The actual cost of hosting is done by bandwidth, not visitor count. This is why I think the visitor-based pricing model is far from the best way of going about things.
The costs make it pretty clear that managed WordPress hosting can become relatively expensive quite quickly. These companies are so good at optimizing WordPress, however, that your website will tick along exceptionally well on servers with considerably lower specs than your current shared or VPS.
Because of the added performance alone, the $29 range is a no-brainer. If you have a website that is important to you – especially if it generates money. You should almost certainly move it to managed WordPress hosting.

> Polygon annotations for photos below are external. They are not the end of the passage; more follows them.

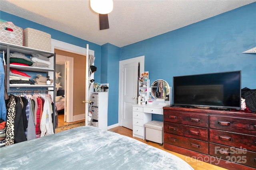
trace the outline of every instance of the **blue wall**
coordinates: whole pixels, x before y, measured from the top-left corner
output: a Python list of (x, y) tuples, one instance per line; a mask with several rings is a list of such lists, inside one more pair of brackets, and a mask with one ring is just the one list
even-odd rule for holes
[[(83, 40), (0, 11), (2, 19), (30, 27), (52, 38), (94, 51), (97, 82), (109, 83), (108, 125), (118, 123), (119, 62), (145, 56), (149, 78), (166, 80), (183, 75), (242, 70), (242, 87), (256, 88), (256, 54), (242, 52), (256, 46), (256, 2), (121, 48)], [(162, 120), (162, 116), (152, 119)]]
[(109, 84), (108, 125), (118, 122), (118, 92), (120, 48), (109, 43), (102, 46), (101, 80)]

Even if you’re currently on a $50-a-month VPS, you’ll likely do well to switch to a $30-a-month tier — and even save yourself money in the process. Ask your potential managed host and tell them your data usage stats, but you’ll likely be within limits in most cases. If your site doesn’t fit into the $30-a-month range, I’d seriously consider the switch to the $100 tier for the same reasons as the shared crowd. You’re essentially investing in the future of your website/business and may well see equally valuable performance gains almost straight away.
The higher price ranges can seem quite strange to most SMBs. Still, for many large sites with hundreds of thousands of visitors a month, this figure is nothing out of the ordinary. After a certain volume, you must factor in higher managed WordPress hosting costs.
Even if you have a large site, the optimizations that managed WordPress hosting offers can provide a huge benefit. I’ve witnessed a managed WordPress host shave $3,000 a month from a large client’s hosting bill simply by optimizing their file storage practices!
Concluding About Managed WordPress Hosting
For most websites, while managed WordPress hosting can be considerably more expensive than shared hosting, the benefits are worth any additional costs. We hope we have helped you understand WordPress’s self-hosted web blog platform, managed hosting its costs, pros, and cons.
In short: using managed WordPress hosting doesn’t just give you a well-tuned environment. Your site will be ready to thrive and withstand traffic spikes, but it will also give you peace of mind about added reliability and security.